Le logo de Twitter. / NICOLAS SIX / QUENTIN HUGON / LE MONDE

La Commission nationale informatique et libertés (CNIL), le gendarme français de la vie privée en ligne, a confirmé, jeudi 9 août, qu’elle allait instruire les plaintes qui lui avaient été transmises ces derniers jours à propos d’un fichier, constitué courant juillet, listant des comptes Twitter particulièrement actifs durant l’affaire Benalla. Ce fichier, compilé par une ONG belge, EU Disinfo Lab, avait servi de base à une étude, en juillet, analysant la diffusion des informations sur l’affaire Benalla.

L’étude en question concluait, entre autres, que des comptes militants, pour certains qualifiés de russophiles dans des extraits publiés avant la finalisation de l’étude, avaient largement contribué à la diffusion des informations. EU Disinfo Lab estimait également qu’une partie de ces comptes était probablement automatisée.

La méthodologie de l’étude avait été contestée sur certains points par des militants et des médias, et EU Disinfo Lab a publié, cette semaine, les fichiers qui avaient servi à la mener, pour clarifier la manière dont elle avait travaillé. Mais de nombreux internautes se sont agacés de découvrir leur compte Twitter dans le fichier, et ont saisi la CNIL pour ce qu’ils estiment être une violation de leur vie privée, voir un « fichage politique ». Depuis jeudi, des militants de La France insoumise affichent également, de manière ironique, un « numéro de matricule » dans leur profil Twitter ou en signature de leurs messages, correspondant à la ligne dans laquelle leur compte apparaît dans le fichier.

Le message de la CNIL ne préjuge pas d’une éventuelle sanction — l’instruction par la Commission est la procédure standard lorsqu’elle est saisie par des citoyens. Dans un message publié vendredi, EU Disinfo Lab précise que « la publication des données brutes de l’étude a été réalisée afin de répondre aux nombreuses demandes publiques de transparence », et que « l’étude publiée repose sur une base légale. Elle est fondée sur l’exercice du droit à la liberté d’information et du droit du public à l’information, ce qui constitue un intérêt légitime au regard du [règlement européen adopté cette année] RGPD et ne nécessite donc pas de recueillir le consentement des personnes concernées ». Les travaux de recherche disposent, en Europe, d’un certain nombre de dérogations à la réglementation sur la collecte de données personnelles.

Le RGPD prévoit le contrôle a posteriori du bon usage des données

« Avec l’entrée en vigueur, le 25 mai, du règlement général sur la protection des données (RGPD), la marche à ­suivre pour utiliser des données ­personnelles – médicales ou non – se ­modifie. Jusqu’alors, en France, les ­organismes et les entreprises qui voulaient exploiter ces données ­devaient obtenir préalablement les autorisations appropriées de la ­Commission nationale de l’informatique et des ­libertés (CNIL). Désormais, il leur ­appartiendra de prouver eux-mêmes que le consentement éclairé a été ­recueilli, et que les données sous leur responsabilité sont protégées, comme la loi le ­demande, ­notamment contre les risques de ­piratage. Alors que la CNIL exerçait un contrôle a priori en délivrant ses autorisations après examen des ­demandes, le RGPD repose sur le contrôle a posteriori du bon usage des données personnelles. C’est une très bonne chose, car cela responsabilise les entités qui y ont recours. »

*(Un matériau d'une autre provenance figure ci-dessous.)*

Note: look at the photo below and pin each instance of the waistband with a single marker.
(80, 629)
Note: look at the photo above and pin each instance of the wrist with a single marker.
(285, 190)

Propos recueillis par C. V.

Questions sur la publication du fichier

Pour certains spécialistes, dont l’ONG française de défense des libertés numériques la Quadrature du Net, c’est surtout la publication du fichier de données brutes qui pose problème, en vertu de l’article 6 du règlement européen : « Cette publication n’était nécessaire à la poursuite d’aucun objectif. Or, publier des données perso[nelles] sans consentement est toujours illicite si ce n’est nécessaire à aucun objectif », analyse l’organisation. EU Disinfo Lab a, depuis, supprimé le fichier qu’il avait été mis en ligne sur un service de partage de documents.

EU Disinfo Lab étant une organisation de droit belge, la CNIL a annoncé qu’elle coopérerait avec son homologue belge pour l’instruction des plaintes. Il s’agira de la première application concrète d’un mécanisme de collaboration européenne prévu par le RGPD.